Statistical Analyses and Reproducible Research

It is important, if not essential, to integrate the computations and code used in data analyses, methodological descriptions, simulations, and so on with the documents that describe and rely on them. This integration allows readers to both verify and adapt the claims in the documents. Authors can easily reproduce the results in the future, and they can present the document's contents in a different medium, for example, with interactive controls. This article describes a software framework for both authoring and distributing these integrated, dynamic documents that contain text, code, data, and any auxiliary content needed to recreate the computations. The documents are dynamic in that the contents—including figures, tables, and so on—can be recalculated each time a view of the document is generated. Our model treats a dynamic document as a master or “source” document from which one can generate different views in the form of traditional, derived documents for different audiences.

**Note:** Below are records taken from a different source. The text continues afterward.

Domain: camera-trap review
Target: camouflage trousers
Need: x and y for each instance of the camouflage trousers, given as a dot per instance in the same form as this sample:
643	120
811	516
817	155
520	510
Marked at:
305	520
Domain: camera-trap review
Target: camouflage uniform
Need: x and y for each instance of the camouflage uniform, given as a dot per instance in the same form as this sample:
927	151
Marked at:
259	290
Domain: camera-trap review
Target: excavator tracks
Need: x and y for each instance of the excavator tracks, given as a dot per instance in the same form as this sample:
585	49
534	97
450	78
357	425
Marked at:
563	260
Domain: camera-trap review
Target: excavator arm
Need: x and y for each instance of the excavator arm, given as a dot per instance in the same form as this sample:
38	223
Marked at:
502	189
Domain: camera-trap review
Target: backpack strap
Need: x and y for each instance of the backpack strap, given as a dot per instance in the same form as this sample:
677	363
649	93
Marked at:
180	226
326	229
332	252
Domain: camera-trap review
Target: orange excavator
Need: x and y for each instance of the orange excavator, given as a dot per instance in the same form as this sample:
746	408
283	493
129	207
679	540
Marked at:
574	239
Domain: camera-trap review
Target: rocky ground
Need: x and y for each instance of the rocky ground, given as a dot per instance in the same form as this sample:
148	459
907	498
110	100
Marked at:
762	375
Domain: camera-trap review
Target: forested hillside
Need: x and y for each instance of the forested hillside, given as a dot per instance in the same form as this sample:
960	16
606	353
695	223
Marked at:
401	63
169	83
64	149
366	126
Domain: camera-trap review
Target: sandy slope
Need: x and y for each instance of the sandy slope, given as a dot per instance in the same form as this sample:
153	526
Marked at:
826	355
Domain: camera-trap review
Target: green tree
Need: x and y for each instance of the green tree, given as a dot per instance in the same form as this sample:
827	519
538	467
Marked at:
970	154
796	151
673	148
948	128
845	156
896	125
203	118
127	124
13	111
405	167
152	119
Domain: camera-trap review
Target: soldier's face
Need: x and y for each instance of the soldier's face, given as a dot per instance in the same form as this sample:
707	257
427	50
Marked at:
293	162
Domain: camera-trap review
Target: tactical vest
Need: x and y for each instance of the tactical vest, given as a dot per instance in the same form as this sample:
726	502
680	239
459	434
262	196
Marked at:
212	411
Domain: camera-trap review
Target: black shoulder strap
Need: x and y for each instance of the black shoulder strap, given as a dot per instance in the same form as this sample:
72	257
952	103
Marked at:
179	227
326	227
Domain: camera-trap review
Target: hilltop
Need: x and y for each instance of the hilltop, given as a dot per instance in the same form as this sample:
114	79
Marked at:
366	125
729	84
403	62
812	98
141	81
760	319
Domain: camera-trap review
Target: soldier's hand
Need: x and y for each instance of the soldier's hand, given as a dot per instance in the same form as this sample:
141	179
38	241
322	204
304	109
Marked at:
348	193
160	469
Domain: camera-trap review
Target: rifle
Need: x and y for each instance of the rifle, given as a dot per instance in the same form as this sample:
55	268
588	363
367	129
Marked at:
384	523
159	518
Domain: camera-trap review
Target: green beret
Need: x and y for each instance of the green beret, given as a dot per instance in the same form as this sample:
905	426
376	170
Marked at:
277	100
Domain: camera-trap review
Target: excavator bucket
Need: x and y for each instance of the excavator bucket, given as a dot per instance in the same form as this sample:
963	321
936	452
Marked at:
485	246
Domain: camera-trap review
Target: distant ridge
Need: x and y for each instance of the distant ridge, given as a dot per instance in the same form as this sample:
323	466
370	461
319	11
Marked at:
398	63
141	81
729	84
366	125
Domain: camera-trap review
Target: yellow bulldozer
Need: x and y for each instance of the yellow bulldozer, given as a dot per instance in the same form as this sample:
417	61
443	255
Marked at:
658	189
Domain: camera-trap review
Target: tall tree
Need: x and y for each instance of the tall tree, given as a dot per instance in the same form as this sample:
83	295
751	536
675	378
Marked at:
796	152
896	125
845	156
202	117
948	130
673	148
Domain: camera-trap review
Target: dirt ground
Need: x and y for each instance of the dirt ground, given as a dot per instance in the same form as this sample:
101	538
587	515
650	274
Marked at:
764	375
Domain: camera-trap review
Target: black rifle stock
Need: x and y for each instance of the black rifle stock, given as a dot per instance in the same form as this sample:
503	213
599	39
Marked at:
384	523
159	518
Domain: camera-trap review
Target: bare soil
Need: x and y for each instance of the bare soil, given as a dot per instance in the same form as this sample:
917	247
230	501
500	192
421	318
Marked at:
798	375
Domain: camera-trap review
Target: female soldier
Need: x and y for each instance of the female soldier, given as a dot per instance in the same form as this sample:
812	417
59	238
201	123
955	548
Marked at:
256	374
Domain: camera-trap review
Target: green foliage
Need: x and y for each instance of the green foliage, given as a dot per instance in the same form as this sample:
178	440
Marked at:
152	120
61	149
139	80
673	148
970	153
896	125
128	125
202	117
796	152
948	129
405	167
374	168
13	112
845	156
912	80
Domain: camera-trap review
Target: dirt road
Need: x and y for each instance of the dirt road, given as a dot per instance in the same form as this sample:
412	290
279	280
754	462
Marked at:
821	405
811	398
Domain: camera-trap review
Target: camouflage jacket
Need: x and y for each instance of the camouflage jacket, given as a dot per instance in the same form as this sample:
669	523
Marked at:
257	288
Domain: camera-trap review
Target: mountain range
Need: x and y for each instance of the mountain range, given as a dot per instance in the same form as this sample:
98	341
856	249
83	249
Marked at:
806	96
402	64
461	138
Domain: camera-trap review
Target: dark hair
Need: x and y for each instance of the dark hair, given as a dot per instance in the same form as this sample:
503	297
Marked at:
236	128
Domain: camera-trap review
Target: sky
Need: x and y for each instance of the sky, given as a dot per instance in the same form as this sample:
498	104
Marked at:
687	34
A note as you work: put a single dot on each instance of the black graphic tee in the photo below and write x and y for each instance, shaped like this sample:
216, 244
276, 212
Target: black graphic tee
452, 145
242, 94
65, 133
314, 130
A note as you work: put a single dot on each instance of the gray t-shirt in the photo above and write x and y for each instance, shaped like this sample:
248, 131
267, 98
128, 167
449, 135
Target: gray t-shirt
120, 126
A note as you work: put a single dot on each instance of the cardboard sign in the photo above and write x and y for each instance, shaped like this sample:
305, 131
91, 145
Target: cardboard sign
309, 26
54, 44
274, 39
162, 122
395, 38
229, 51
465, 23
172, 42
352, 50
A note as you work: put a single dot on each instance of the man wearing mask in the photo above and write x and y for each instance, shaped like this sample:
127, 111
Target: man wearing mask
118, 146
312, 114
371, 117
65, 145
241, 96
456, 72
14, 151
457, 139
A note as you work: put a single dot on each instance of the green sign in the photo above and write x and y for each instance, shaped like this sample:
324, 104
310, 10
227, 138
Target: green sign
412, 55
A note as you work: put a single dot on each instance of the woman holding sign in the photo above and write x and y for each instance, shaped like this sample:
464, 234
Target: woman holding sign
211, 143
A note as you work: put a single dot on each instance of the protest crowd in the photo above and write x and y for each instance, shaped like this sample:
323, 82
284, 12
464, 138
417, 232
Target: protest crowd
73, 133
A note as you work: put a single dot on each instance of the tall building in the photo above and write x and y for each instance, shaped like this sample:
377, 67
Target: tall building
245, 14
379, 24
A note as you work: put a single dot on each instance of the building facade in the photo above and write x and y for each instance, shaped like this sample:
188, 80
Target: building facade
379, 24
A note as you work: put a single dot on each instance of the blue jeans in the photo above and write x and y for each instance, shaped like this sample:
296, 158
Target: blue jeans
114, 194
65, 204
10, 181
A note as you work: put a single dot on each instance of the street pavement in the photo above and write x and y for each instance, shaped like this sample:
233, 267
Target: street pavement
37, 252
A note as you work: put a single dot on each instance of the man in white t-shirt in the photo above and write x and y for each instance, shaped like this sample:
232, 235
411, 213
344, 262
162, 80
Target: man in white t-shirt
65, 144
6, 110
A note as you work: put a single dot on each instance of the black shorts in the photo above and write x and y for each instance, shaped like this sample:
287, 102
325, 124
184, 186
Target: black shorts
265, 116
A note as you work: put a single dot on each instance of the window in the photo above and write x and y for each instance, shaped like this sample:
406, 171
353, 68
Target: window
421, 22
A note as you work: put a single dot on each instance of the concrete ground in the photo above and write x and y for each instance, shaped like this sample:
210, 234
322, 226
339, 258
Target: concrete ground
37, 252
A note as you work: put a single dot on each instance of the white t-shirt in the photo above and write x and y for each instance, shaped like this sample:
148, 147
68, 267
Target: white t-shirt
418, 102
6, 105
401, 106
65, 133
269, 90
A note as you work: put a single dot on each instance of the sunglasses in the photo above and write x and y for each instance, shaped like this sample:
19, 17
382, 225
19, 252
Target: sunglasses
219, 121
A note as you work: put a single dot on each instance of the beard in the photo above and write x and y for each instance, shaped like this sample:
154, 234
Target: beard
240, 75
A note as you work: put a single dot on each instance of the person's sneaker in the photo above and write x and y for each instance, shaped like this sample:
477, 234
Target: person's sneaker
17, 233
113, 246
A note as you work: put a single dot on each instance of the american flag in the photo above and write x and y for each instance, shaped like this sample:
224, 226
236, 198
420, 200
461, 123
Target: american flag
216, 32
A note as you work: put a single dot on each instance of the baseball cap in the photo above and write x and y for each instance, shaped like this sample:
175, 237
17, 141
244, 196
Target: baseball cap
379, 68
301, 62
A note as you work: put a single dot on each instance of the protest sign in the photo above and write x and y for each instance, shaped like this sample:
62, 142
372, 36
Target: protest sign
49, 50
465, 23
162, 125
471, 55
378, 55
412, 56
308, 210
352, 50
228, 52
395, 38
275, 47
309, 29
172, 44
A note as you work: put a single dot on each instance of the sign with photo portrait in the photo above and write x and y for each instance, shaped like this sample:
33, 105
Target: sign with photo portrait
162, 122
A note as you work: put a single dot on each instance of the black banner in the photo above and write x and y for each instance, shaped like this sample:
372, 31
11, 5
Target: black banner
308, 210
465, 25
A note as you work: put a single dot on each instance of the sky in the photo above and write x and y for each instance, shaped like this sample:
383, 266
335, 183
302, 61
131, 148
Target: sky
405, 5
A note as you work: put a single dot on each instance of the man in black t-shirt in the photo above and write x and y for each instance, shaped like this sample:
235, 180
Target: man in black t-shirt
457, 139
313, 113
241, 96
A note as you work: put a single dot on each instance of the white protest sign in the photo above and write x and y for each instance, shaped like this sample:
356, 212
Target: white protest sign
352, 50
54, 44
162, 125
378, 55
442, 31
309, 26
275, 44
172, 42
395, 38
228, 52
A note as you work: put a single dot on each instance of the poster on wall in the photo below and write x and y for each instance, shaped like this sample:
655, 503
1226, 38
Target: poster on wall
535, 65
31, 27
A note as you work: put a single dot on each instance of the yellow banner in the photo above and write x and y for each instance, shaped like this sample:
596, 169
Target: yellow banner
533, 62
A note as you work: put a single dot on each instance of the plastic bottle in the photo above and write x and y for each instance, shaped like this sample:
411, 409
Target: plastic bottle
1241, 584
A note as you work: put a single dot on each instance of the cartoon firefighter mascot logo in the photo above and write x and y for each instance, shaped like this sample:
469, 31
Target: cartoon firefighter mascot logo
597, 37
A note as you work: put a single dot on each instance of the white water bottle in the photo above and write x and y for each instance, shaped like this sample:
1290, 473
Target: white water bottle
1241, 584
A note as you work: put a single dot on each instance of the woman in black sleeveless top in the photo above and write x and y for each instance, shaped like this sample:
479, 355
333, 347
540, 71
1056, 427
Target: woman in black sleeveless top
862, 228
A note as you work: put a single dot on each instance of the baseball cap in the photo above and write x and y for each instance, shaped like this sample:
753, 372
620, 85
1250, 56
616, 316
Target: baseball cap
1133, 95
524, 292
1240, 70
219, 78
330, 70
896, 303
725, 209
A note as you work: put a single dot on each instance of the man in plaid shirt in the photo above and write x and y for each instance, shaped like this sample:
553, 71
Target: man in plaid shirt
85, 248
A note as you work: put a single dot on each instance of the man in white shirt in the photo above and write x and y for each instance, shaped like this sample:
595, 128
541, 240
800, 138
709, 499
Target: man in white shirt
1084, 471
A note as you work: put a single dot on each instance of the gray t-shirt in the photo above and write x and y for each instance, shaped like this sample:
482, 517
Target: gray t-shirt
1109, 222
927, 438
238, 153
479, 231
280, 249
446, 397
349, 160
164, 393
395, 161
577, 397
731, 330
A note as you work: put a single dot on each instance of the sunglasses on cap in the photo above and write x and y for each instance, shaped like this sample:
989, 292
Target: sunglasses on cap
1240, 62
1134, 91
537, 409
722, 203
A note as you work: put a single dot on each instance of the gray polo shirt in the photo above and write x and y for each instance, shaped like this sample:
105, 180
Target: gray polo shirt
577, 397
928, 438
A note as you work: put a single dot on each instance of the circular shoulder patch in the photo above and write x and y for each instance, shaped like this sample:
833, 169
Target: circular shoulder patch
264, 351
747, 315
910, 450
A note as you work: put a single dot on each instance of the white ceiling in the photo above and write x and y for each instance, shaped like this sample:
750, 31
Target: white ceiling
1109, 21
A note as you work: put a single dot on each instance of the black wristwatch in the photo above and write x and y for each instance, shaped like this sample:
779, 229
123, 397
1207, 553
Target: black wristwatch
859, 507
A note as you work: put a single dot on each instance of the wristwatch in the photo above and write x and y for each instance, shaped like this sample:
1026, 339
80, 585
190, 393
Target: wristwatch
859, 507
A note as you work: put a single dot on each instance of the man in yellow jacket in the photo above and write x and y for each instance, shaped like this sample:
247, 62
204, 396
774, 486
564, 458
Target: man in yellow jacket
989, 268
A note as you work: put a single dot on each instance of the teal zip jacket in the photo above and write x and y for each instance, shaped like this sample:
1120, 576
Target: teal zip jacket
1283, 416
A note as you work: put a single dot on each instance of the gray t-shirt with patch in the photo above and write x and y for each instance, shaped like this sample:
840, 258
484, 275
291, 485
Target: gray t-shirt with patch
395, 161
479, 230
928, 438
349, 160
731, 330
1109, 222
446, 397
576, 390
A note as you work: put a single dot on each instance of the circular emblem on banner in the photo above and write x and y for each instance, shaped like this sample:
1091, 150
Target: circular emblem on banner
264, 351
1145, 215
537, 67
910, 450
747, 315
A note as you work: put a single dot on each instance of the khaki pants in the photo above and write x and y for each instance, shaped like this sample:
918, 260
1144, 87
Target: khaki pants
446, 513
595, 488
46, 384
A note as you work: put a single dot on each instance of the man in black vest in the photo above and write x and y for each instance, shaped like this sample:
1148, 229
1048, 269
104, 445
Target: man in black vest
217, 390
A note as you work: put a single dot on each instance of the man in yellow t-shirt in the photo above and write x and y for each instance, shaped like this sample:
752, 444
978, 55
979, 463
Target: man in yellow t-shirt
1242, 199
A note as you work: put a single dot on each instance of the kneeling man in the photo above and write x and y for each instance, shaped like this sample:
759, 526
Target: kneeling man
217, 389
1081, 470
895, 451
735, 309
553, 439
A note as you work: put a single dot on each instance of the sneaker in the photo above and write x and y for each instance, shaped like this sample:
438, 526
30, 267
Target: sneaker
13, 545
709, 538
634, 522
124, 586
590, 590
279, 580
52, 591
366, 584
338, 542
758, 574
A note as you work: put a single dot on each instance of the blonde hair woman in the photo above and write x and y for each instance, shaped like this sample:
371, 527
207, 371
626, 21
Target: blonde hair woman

We introduce the concept of a compendium as a container for one or more dynamic documents and the different elements needed when processing them, such as code and data. The compendium serves as a means for distributing, managing, and updating the collection. The step from disseminating analyses via a compendium to reproducible research is a small one. By reproducible research, we mean research papers with accompanying software tools that allow the reader to directly reproduce the results and employ the computational methods that are presented in the research paper. Some of the issues involved in paradigms for the production, distribution, and use of such reproducible research are discussed.